As to size, 3.1 in my maven repo is 547k. That seems like a small price to pay for the use of code which someone else maintains and has a lot more use than a small component inside GT. ;)

Martin Desruisseaux - 06/Jun/06 06:02 PM
The "org.geotools.util" implementations (CheckedHashSet as HashSet subclass instead of a decorator) was choosen in order to reduce the amount of objects created in the metadata package. It doesn't involve any copy, because CheckedHashSet are private static final fields in our metadata implementation. Avoding the decorator pattern here divide by 2 the number of objects created, which may be significant when the amount of such object is large. I suspect that a similar concern may apply to geometries as well.

Note that "org.geotools.util" leave room for implementing CheckedSet, CheckedMap and CheckedList as decorators as well. First, the name "CheckedSet" (compared to "CheckedHashSet") was intentionnaly left available. Second, implementing CheckedSet as decorator on top of java.util.AbstractSet is easy too, sinced AbstractSet already do a lot of job.

Chaining decorators is a very elegant approach when there is not a huge amount of objects. If we really have a lot of geometries, it is going to put more burden on the garbage collector.
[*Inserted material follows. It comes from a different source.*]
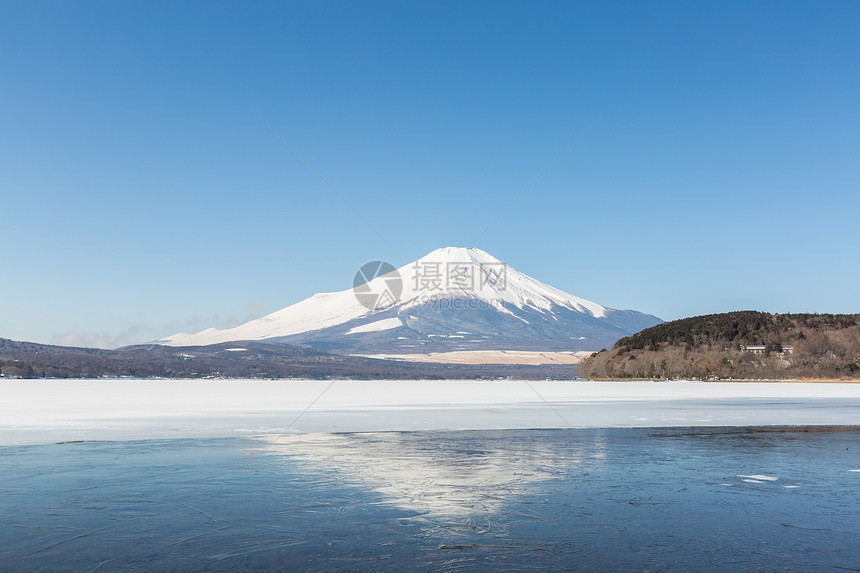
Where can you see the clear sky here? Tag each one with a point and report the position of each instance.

Note that to be strict, a decorator constructor would need to scan over all elements in the wrapped set for making sure that they are of the right type. This is not as costly as copying, but still more costly than what decorators usually are.

The compressed JAR is about 500 kb on my machine too. The 1 Mb cited in my previous comment was an uncompressed size (as mentionned in the comment) in order to compare it with the 14 kb size. My main grief about that is: Why Jakarta reinvent the weel? Why they don't leverage J2SE AbstractSet, HashSet and their friends?

However, if we are really going to use a lot of Jakarta extra functionalities (and not just the checked collections, which by the way are available in J2SE 1.5 as new static methods in Collections), then it is worth consideration.

Bryce Nordgren - 07/Jun/06 01:41 PM
I just went through looking for where this is going to burn us:

Large numbers of points are handled efficiently via PointArray and PointGrid.
LineStrings, ArcStrings, etc. are specified to use PointArrays, and so can contain large numbers of points. The "positions()" method converts this to a list of positions in GeoAPI, is not specified by 19107, and probably should be deprecated/removed. I suppose clever implementations could be backed by the PointArray.
A Ring aggregates one or more "OrientableCurves" into a closed cycle. Probably the most common case is that a Ring is just a single LineString. This must be backed by a List to be manipulatable.
A SurfaceBoundary combines a conditionally mandatory exterior ring with an arbitrary number of optional interior rings. The common case is probably the containment of a single exterior Ring. This doesn't use a Collection in any case, but probably should (see GEO-65).
A Polygon contains a reference to a single SurfaceBoundary.

Ergo, to create a Polygon you must create at a minimum: 1] a Polygon; 2] a SurfaceBoundary; 3] a Ring; 4] a List for the Ring; 5] a LineString (or ArcString); 6] a PointArray of the correct size. Every Polygon is a minimum of 6 objects, only one of which is a collection.

Probably the effort we would spend optimizing collections for memory utilization would be better spent trying to figure out how to combine some of these things. (e.g. Special case implementation: the Polygon manages the PointArray directly. Intermediate objects created only when needed.)

Regardless, I think efficiency is a different issue. It's important and we're going to have to address it down the road, but this jira is about synchronization and type checking. We can optimize the collections stuff when we go thru and optimize "geometry". Efficiency is a pandora's box.